Now writing down the reaction which takes place between $F{e^{3 + }}$ions and $Hg$:
$2F{e^{3 + }} + \,2Hg\,\, \to \,\,2F{e^{2 + }} + \,Hg_2^{2 + }$
Now at time t=0,
$F{e^{3 + }}$ ions concentration originally : $1.0 \times {10^{ - 3}}\,M$
At equilibrium, at 25°C:
$F{e^{3 + }}$ ions concentration: 5% of the original concentration.
$\Rightarrow \,\dfrac{5}{{100}} \times {10^{ - 3\,}}\, = \,5 \times {10^{ - 5}}\,M$
Now let us find the concentration of $F{e^{2 + }}$ ions which are converted from $F{e^{3 + }}$ions :
$\left[ {F{e^{2 + }}} \right] = {\left[ {F{e^{3 + }}} \right]_{initial}} + {\left[ {F{e^{3 + }}} \right]_{equilibrium}}$
i.e. we can find the concentration of $F{e^{2 + }}$ions by calculating the difference between the initial and the equilibrium concentration of $F{e^{3 + }}$ions.

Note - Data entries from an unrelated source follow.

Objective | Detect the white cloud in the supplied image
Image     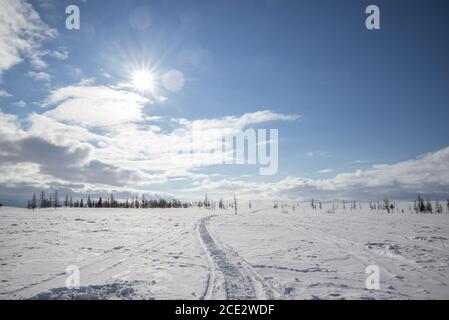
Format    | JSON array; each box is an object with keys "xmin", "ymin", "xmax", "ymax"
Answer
[
  {"xmin": 0, "ymin": 110, "xmax": 161, "ymax": 200},
  {"xmin": 34, "ymin": 85, "xmax": 302, "ymax": 189},
  {"xmin": 44, "ymin": 85, "xmax": 149, "ymax": 127},
  {"xmin": 29, "ymin": 51, "xmax": 48, "ymax": 69},
  {"xmin": 306, "ymin": 151, "xmax": 331, "ymax": 158},
  {"xmin": 346, "ymin": 160, "xmax": 370, "ymax": 165},
  {"xmin": 26, "ymin": 113, "xmax": 107, "ymax": 147},
  {"xmin": 36, "ymin": 0, "xmax": 54, "ymax": 10},
  {"xmin": 0, "ymin": 105, "xmax": 303, "ymax": 203},
  {"xmin": 186, "ymin": 147, "xmax": 449, "ymax": 200},
  {"xmin": 1, "ymin": 135, "xmax": 91, "ymax": 168},
  {"xmin": 318, "ymin": 168, "xmax": 334, "ymax": 174},
  {"xmin": 78, "ymin": 78, "xmax": 96, "ymax": 86},
  {"xmin": 27, "ymin": 71, "xmax": 51, "ymax": 81},
  {"xmin": 50, "ymin": 48, "xmax": 69, "ymax": 60},
  {"xmin": 0, "ymin": 89, "xmax": 12, "ymax": 97},
  {"xmin": 29, "ymin": 48, "xmax": 69, "ymax": 67},
  {"xmin": 13, "ymin": 100, "xmax": 26, "ymax": 108},
  {"xmin": 177, "ymin": 110, "xmax": 301, "ymax": 131},
  {"xmin": 4, "ymin": 96, "xmax": 447, "ymax": 203},
  {"xmin": 0, "ymin": 0, "xmax": 57, "ymax": 75},
  {"xmin": 0, "ymin": 110, "xmax": 20, "ymax": 136}
]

$\Rightarrow (1.0 \times {10^{ - 3}})\, - \,(5 \times {10^{ - 5}})\, = \,0.95 \times {10^{ - 3}}$
Similarly the concentration of $Hg_2^{2 + }$ ions at equilibrium = $\dfrac{{0.95 \times {{10}^{ - 3}}}}{2} = 0.475 \times {10^{ - 3}}M$
Now as we know, At equilibrium ${E_{cell}}$ = 0
So Nernst equation is: $\,E_{cell}^0\, = \,\dfrac{{0.059}}{n}\log \dfrac{{\left[ {Hg_2^{2 + }} \right]\,{{\left[ {F{e^{2 + }}} \right]}^{2 + }}}}{{{{\left[ {F{e^{3 + }}} \right]}^2}}}$
So putting concentration values and n=2, we get:
$\,E_{cell}^0\, = \,\dfrac{{0.059}}{2}\log \dfrac{{\left[ {0.475 \times {{10}^{ - 3}}} \right]\,{{\left[ {0.95 \times {{10}^{ - 3}}} \right]}^{2 + }}}}{{{{\left[ {5 \times {{10}^{ - 5}}} \right]}^2}}}$
On solving further, we get: $E_{cell}^0$ = -0.0276 V
Since $E_{cell}^0$is nothing but the difference of reduction potential between cathode and anode.
Mathematically: $E_{cell}^o = E_{cathode}^0\, - \,E_{anode}^0$
Or, $E_{cell}^0$= $E_{F{e^{3 + }}/F{e^{2 + }}}^0 - E_{Hg_2^{2 + }/Hg}^0$
Also it is given to us in the question that ${E_{F{e^{3 + }}/F{e^{2 + }}}}$= 0.77 volt
So we have, -0.0276=0.77-$E_{Hg_2^{2 + }/Hg}^0$
$\Rightarrow$ $E_{Hg_2^{2 + }/Hg}^0$= 0.7976 V

Note: There are many applications of the Nernst equation one of which is in calculating ion concentration. It is also used to calculate the potential of an ion across a membrane. Moreover the equation can also be used to determine the pH value.